(HedgeCo.Net) The Securities and Exchange Commission has filed an emergency action charging an offshore fund and two individuals with engaging in a fraudulent scheme, and obtained an asset freeze to safeguard remaining investor funds at risk of immediate dissipation.
The SEC’s complaint alleges that from at least 2018 to the present, Ofer Abarbanel of California and Victor Chilelli of Delaware and New York have engaged in a scheme to defraud investors in an offshore mutual fund they controlled, the Income Collecting 1-3 Months T-Bills Mutual Fund. According to the complaint, Abarbanel represented to investors that the fund would invest primarily in U.S. Treasury securities and also enter into certain types of reverse repurchase agreements with U.S. Treasury securities serving as collateral. As alleged, however, the fund invested only minimally in U.S. Treasuries, and did not enter into any reverse repurchase agreements along the lines described in offering documents. Instead, the complaint alleges, the fund routed nearly all investor funds to shell companies under the defendants’ control as part of uncollateralized sham lending arrangements with the fund. According to the complaint, when investors sought to redeem $106 million in investments last month, the defendants refused and instead took steps to transfer funds to an account from which no redemptions could be drawn.
“As this emergency action shows, the SEC will move quickly to protect investor funds from potential dissipation and misappropriation,” said Carolyn M. Welshhans, Associate Director in the SEC’s Division of Enforcement. “We can detect misconduct and enforce the securities laws even where, as we allege happened here, fraudsters transfer and divert funds to shell companies.”

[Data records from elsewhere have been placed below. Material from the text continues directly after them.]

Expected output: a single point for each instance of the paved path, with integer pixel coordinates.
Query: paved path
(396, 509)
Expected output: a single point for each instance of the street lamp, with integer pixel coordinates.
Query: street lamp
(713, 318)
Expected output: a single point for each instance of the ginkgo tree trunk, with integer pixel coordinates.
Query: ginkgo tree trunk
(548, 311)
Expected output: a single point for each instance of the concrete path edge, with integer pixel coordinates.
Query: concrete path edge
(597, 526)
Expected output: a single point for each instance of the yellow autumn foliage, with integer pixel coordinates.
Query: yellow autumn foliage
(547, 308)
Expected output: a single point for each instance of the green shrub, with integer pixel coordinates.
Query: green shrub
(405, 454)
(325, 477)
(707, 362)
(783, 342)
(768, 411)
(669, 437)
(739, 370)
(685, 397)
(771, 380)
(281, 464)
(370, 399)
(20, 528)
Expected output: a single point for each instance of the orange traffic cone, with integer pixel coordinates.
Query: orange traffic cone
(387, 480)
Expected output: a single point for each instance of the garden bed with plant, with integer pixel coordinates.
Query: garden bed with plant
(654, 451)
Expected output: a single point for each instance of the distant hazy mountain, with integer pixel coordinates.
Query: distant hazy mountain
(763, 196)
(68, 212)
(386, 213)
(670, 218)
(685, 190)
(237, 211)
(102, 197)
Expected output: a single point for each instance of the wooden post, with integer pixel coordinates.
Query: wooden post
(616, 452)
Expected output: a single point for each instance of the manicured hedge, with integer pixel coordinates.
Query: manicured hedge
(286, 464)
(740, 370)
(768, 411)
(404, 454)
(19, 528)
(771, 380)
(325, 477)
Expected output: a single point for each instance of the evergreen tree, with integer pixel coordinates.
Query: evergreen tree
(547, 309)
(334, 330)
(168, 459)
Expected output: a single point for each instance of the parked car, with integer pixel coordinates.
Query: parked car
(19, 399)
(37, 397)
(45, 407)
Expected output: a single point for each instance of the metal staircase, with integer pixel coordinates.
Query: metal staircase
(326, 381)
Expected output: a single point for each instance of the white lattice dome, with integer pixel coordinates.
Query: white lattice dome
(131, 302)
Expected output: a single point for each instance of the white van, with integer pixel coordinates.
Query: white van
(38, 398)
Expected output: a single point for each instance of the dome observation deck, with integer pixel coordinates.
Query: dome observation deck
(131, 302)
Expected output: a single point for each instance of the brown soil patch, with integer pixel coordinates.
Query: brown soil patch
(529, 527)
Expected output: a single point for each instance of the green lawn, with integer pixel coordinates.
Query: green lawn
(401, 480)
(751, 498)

The SEC’s complaint, which was filed in federal court in the Southern District of New York today, charges Abarbanel, Chilelli, and the fund with violating the antifraud provisions of the federal securities laws and seeks permanent injunctions, disgorgement with prejudgment interest, civil penalties, and permanent bars against participating in future securities offerings. The complaint also names as relief defendants six companies that either acted as purported counterparties with the fund or received fund assets in furtherance of the scheme: Institutional Syndication LLC, North American Liquidity Resources LLC, Institutional Secured Credit LLC, Growth Income Holdings LLC, CLO Market Neutral LLC, and Global EMEA Holdings LLC.